C’est une fonction purement honorifique ?
Non, j’ai les fonctions d’un consulat général car on délivre les documents administratifs comme les passeports, les visas, les certifications de décès... De plus dans ma circonscription, je dois m'occuper de plus de 5 000 ressortissants ivoiriens. Enfin, ma mission, c'est également de favoriser les échanges économiques, culturels et diplomatiques entre la Côte d’ Ivoire et la région.
Concrètement, qu’est-ce que vous faites pour développer cette coopération économique ?

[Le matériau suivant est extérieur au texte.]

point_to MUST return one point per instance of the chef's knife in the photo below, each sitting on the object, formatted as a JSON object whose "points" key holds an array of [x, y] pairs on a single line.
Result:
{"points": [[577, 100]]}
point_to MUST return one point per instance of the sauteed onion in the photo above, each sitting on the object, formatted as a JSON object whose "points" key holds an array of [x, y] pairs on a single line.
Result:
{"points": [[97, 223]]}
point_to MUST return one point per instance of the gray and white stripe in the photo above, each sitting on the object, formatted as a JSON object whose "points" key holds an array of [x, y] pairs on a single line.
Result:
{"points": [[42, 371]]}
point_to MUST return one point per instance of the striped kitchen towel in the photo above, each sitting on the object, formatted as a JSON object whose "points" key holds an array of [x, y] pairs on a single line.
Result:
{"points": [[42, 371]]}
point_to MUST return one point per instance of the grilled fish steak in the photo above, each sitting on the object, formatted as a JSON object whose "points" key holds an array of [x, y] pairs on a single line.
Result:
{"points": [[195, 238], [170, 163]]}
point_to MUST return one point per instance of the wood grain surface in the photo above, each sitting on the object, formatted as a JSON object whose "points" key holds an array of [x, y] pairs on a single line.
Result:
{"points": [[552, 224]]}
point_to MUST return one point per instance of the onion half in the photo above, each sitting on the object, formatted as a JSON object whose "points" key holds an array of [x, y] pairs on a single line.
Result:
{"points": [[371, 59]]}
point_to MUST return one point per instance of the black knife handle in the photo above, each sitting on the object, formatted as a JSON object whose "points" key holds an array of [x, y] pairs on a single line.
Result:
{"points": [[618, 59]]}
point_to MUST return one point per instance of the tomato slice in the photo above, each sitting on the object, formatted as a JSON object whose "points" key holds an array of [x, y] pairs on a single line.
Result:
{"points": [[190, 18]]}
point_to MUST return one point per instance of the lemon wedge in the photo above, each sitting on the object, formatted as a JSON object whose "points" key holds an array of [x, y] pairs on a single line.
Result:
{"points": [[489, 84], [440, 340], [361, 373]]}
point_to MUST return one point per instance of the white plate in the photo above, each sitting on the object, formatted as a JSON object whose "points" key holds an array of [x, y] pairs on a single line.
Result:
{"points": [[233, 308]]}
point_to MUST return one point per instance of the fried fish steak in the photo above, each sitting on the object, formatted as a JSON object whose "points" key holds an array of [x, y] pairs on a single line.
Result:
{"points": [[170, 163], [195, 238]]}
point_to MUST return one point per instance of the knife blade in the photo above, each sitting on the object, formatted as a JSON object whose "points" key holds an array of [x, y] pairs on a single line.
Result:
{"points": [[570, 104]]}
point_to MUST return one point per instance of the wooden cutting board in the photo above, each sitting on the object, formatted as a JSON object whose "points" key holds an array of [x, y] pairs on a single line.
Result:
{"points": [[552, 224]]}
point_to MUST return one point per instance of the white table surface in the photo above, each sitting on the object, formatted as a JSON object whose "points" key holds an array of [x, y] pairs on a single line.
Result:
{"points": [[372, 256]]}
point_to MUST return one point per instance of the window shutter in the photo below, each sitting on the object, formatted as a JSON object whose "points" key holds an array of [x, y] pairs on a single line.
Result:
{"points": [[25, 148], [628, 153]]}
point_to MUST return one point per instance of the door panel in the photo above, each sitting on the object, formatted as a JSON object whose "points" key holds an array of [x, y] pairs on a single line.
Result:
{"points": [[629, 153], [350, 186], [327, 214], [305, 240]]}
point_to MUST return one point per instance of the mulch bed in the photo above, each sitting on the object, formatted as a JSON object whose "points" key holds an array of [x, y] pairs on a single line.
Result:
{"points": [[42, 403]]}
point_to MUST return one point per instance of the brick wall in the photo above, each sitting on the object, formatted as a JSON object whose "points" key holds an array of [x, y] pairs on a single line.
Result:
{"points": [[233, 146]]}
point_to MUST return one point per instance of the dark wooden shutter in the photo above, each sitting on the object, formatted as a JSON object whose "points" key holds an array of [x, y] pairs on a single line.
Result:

Malgré la crise, ce pays enregistre une croissance de 3 % et il dispose de vrais atouts. D'ailleurs, l'année dernière, j'ai emmené 30 chefs d'entreprise de la région en Côte d'Ivoire pour leur faire rencontrer les dirigeants politiques et économiques.
Résultat de ce voyage ?
Des contacts intéressants qui ont permis par exemple à Boccard, une entreprise lyonnaise spécialisée dans l'ingénierie nucléaire et pétrolière, d’ouvrir une filiale à Abidjan.
Mais ce conflit n’inquiète pas les investisseurs ?
Depuis l'accord de paix signé en 2007, la situation en Côte d'Ivoire s'est nettement améliorée. D’ailleurs, le chef des rebelles du nord, Guillaume Soro, a été nommé premier ministre par le président Gbagbo. Un symbole très fort, car c'est Soro qui en 2002 avait tenté de faire un coup d'Etat. Ce qui avait coupé le pays en deux avec le Nord contrôlé par la rébellion et le Sud du pays par Gbagbo.
Le pays est vraiment stabilisé ?
La guerre est finie et de plus en plus de ressortissants français, qui ont dû quitter la Côte d'Ivoire au moment de la guerre, retournent dans ce pays aujourd’hui. D'ailleurs, il n'y a plus une villa à louer à Abidjan.
Vous soutenez le régime politique en Côte d'Ivoire?
J'ai de très bonnes relations avec les dirigeants ivoiriens mais aussi avec les principaux opposants. En revanche, je ne fais pas de politique mais du diplomatique. Ma mission, c’est de représenter la Côte d’Ivoire.
Vous êtes en relation avec le ministère français des Affaires étrangères ?
J’ai accès au ministère des Affaires étrangères. Mais ce sont des contacts informels car les interlocuteurs du Quai d'Orsay, ce sont d’abord les ambassadeurs et non pas les consuls. Ce que je regrette d’ailleurs car nous jouons un rôle essentiel.
Mais vous en référez au Quai d’Orsay !
Non, je règle mes affaires à l'africaine. Et je ne reçois des instructions que du ministre des Affaires étrangères ivoirien. D’ailleurs, en cas de besoin, je rencontre le Premier ministre et le Président de la république de Côte d'Ivoire
Et vous avez des contacts avec les renseignements ivoiriens ?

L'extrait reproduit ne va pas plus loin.